Enquanto aguarda os bens do
céu, tem o homem necessidade dos da Terra para viver. Apenas, o que ele lhe
recomenda é que não ligue a estes últimos mais importância do que aos
primeiros.
Por aquelas palavras quis dizer
que até agora os bens da Terra são açambarcados pelos violentos, em prejuízo
dos que são brandos e pacíficos; que a estes falta muitas vezes o necessário,
ao passo que outros têm o supérfluo. Promete que justiça lhes será feita, assim
na Terra como no céu, porque serão chamados filhos de Deus. Quando a Humanidade
se submeter à lei de amor e de caridade, deixará de haver egoísmo; o fraco e o
pacífico já não serão explorados, nem esmagados pelo forte e pelo violento. Tal
a condição da Terra, quando, de acordo com a lei do progresso e a promessa de
Jesus, se houver tornado mundo ditoso, por efeito do afastamento dos maus.
Instruções dos Espíritos
A afabilidade e a doçura
6. A benevolência para com os
seus semelhantes, fruto do amor ao próximo, produz a afabilidade e a doçura,
que lhe são as formas de manifestar-se. Entretanto, nem sempre há que fiar nas
aparências. A educação e a freqüentação do mundo podem dar ao homem o verniz
dessas qualidades. Quantos há cuja fingida bonomia não passa de máscara para o
exterior, de uma roupagem cujo talhe primoroso dissimula as deformidades
interiores! O mundo está cheio dessas criaturas que têm nos lábios o sorriso e
no coração o veneno; que são brandas, desde que nada as agaste, mas que mordem
à menor contrariedade; cuja língua, de ouro quando falam pela frente, se muda
em dardo peçonhento, quando estão por detrás.
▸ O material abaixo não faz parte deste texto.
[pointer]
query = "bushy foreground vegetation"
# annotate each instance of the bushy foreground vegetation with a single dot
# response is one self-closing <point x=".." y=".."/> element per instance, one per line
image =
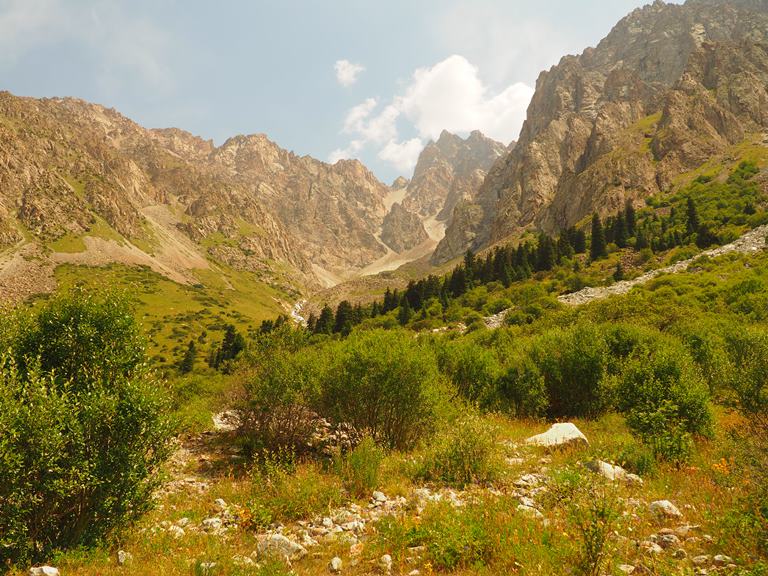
<point x="83" y="426"/>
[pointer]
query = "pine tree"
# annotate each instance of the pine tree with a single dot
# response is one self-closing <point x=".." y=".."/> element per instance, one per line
<point x="597" y="248"/>
<point x="344" y="317"/>
<point x="692" y="213"/>
<point x="620" y="231"/>
<point x="188" y="361"/>
<point x="405" y="313"/>
<point x="631" y="218"/>
<point x="325" y="322"/>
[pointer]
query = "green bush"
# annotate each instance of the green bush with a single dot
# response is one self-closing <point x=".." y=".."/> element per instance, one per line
<point x="385" y="382"/>
<point x="467" y="453"/>
<point x="664" y="399"/>
<point x="283" y="491"/>
<point x="83" y="425"/>
<point x="359" y="469"/>
<point x="573" y="363"/>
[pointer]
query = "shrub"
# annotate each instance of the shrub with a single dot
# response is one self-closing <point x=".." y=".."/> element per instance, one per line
<point x="573" y="364"/>
<point x="83" y="425"/>
<point x="664" y="399"/>
<point x="359" y="469"/>
<point x="284" y="491"/>
<point x="385" y="382"/>
<point x="522" y="389"/>
<point x="471" y="368"/>
<point x="466" y="454"/>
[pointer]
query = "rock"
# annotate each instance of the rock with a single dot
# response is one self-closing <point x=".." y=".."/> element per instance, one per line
<point x="665" y="509"/>
<point x="379" y="497"/>
<point x="722" y="560"/>
<point x="335" y="565"/>
<point x="44" y="571"/>
<point x="529" y="511"/>
<point x="613" y="472"/>
<point x="668" y="540"/>
<point x="560" y="435"/>
<point x="277" y="545"/>
<point x="701" y="560"/>
<point x="124" y="557"/>
<point x="651" y="547"/>
<point x="385" y="563"/>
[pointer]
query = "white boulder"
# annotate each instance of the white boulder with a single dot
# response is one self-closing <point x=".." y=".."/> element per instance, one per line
<point x="559" y="436"/>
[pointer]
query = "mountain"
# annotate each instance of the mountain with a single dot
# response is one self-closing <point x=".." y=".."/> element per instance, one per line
<point x="670" y="86"/>
<point x="80" y="183"/>
<point x="449" y="170"/>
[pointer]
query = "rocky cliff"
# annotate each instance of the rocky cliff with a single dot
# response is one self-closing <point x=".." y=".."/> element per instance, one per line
<point x="81" y="183"/>
<point x="670" y="86"/>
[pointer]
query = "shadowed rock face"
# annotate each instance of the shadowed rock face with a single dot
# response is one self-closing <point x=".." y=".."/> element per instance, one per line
<point x="66" y="165"/>
<point x="667" y="88"/>
<point x="402" y="229"/>
<point x="449" y="171"/>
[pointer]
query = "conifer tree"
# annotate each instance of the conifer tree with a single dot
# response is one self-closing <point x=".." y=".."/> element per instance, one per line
<point x="597" y="248"/>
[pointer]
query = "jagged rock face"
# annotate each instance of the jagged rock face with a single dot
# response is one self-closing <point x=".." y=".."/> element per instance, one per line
<point x="66" y="164"/>
<point x="402" y="229"/>
<point x="449" y="171"/>
<point x="667" y="88"/>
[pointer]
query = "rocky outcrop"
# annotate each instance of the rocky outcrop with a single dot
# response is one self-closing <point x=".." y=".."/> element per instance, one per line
<point x="448" y="171"/>
<point x="402" y="229"/>
<point x="75" y="169"/>
<point x="670" y="86"/>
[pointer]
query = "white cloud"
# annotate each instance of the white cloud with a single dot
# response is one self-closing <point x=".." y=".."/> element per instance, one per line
<point x="402" y="155"/>
<point x="447" y="96"/>
<point x="347" y="72"/>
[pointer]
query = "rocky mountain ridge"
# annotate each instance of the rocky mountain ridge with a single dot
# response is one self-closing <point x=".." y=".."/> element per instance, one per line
<point x="670" y="86"/>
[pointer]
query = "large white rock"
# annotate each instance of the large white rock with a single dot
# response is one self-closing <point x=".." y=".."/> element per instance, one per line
<point x="281" y="547"/>
<point x="665" y="509"/>
<point x="612" y="472"/>
<point x="559" y="436"/>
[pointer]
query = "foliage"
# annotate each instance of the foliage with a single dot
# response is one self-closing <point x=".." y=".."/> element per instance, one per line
<point x="467" y="453"/>
<point x="83" y="429"/>
<point x="359" y="469"/>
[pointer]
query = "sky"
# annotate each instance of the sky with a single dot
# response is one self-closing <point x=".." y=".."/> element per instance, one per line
<point x="368" y="79"/>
A essa classe também pertencem
esses homens, de exterior benigno, que, tiranos domésticos, fazem que suas
famílias e seus subordinados lhes sofram o peso do orgulho e do despotismo,
como a quererem desforrar-se do constrangimento que, fora de casa, se impõem a
si mesmos. Não se atrevendo a usar de autoridade para com os estranhos, que os
chamariam à ordem, acham que pelo menos devem fazer-se temidos daqueles que
lhes não podem resistir. Envaidecem-se de poderem dizer: “Aqui mando e sou
obedecido”, sem lhes ocorrer que poderiam acrescentar: “E sou detestado.”
Não basta que dos lábios manem
leite e mel. Se o coração de modo algum lhes está associado, só há hipocrisia.
Aquele cuja afabilidade e doçura não são tingidas nunca se desmente: é o mesmo,
tanto em sociedade, como na intimidade. Esse, ao demais, sabe que se, pelas
aparências, se consegue enganar os homens, a Deus ninguém engana. (Lázaro. Paris,
1861).
A paciência
7. A dor é uma bênção que Deus
envia a seus eleitos; não vos aflijais, pois, quando sofrerdes; antes, bendizei
de Deus onipotente que, pela dor, neste mundo, vos marcou para a glória no céu.
Sede pacientes. A paciência
também é uma caridade e deveis praticar a lei de caridade ensinada pelo Cristo,
enviado de Deus. A caridade que consiste na esmola dada aos pobres é a mais
fácil de todas. Outra há, porém, muito mais penosa e, conseguintemente, muito
mais meritória: a de perdoarmos aos que Deus colocou em nosso caminho para
serem instrumentos do nosso sofrer e para nos porem à prova a paciência.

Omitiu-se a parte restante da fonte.